Здороваемся с Маром и усаживаемся за стол. Каша, сыр, молоко. Простая и здоровая пища. Хорошо тут.
— От комиссара тебе привет, и от Люсьены тоже, — сообщает Ферида.
— Антогора, а тебе в Париже понравилось?
— Еще бы! А картины-то какие! А танцы!
— Видели бы вы Антогору, когда мы не предупредили ее, что сейчас мимо поедет поезд, — заливаются смехом Ферида с Охотой.
— Видели бы вы Фериду и Охоту, когда мы поселились на постоялом дворе и я вспомнила о поезде, — оборвала их Антогора.
Обе хохотушки мигом смолкли и уткнулись носами в свои тарелки. Охота даже непроизвольно поерзала задом по сиденью. Словно проверяя, всё ли там в порядке. Видно, воспоминания еще достаточно свежие. Переглянулась с Феридой, и они снова заржали, но уже вместе с Антогорой.
— Денег у нас достаточно для похода в Гешвиг? — поинтересовался я, когда мы поднялись в библиотеку.

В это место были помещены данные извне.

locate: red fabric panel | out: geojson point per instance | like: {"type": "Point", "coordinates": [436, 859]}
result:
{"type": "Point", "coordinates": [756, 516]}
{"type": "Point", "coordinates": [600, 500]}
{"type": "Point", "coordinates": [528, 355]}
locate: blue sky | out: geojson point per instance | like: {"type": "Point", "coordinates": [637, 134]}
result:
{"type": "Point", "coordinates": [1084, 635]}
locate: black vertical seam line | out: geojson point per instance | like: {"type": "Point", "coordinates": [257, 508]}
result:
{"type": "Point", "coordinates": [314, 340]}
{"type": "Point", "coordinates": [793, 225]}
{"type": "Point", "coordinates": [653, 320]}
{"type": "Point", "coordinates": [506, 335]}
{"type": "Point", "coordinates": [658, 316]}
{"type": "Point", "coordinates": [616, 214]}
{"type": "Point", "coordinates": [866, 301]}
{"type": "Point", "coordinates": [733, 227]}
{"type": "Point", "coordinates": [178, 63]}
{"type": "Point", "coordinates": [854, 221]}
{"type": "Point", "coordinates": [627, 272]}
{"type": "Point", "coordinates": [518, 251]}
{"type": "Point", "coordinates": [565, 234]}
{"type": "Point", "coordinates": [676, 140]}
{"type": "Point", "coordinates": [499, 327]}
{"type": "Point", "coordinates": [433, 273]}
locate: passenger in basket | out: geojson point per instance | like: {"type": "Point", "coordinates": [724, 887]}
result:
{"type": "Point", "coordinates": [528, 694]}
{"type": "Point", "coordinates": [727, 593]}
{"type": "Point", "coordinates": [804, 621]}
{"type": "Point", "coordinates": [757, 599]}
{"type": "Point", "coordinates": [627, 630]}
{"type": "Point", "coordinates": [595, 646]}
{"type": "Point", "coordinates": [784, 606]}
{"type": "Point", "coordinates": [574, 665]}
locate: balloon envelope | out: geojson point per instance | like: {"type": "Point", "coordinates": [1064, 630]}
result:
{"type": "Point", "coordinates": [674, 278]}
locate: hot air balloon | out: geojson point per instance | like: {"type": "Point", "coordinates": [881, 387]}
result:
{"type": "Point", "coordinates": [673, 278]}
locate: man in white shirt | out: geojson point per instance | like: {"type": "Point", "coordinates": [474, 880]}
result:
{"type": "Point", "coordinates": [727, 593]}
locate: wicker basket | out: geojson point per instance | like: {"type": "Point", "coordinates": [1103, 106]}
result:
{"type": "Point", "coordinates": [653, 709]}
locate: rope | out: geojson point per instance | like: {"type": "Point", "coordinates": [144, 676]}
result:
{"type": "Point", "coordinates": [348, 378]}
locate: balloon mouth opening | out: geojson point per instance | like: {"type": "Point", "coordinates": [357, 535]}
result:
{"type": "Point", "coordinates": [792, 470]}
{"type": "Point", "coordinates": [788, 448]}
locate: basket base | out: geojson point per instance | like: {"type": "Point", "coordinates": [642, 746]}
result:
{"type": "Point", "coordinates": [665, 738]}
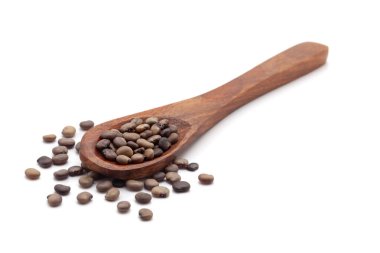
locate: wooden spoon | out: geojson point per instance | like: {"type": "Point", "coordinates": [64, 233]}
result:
{"type": "Point", "coordinates": [196, 115]}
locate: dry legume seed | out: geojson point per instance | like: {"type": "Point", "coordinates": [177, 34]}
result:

— Похоже, что вполне, — отвечает Анна, доставая кошелек и листая ассигнации. — Почти четыре тысячи марок. Антогора, у тебя сколько есть?
— Сейчас переоденусь и посмотрю.
Прибегает в курточке и шортиках. Содержимое карманчиков вываливается на стол. Начинает считать, шевеля губами. Спуталась. Анна порывается помочь, но я останавливаю ее жестом.
— Две тысячи четыреста двадцать, — со вздохом облегчения заканчивает Антогора и снова распихивает деньги по карманчикам. — Анна научила.
— Класс! Тогда пошли.
— А мы? — хором восклицают Охота и Ферида.
— А что вы? Мы работать идем, а вы что там будете делать?
— Смотреть.
Оглядываюсь на Анну. Та пожимает плечами.
— Идите, переодевайтесь, — восторженный визг, и девочки испарились.
Никого не встретив, прошли сад, лес и озеро. Через стены Анна провела Фериду, а я — Охоту с Антогорой. Но наконец мы у коричневой дороги, и Анна объясняется с остановившимся водителем. Проблема. В машине на всех не хватает мест.
— Придется одну из вас бросить здесь, — говорю я амазонкам. — На обратном пути заберем.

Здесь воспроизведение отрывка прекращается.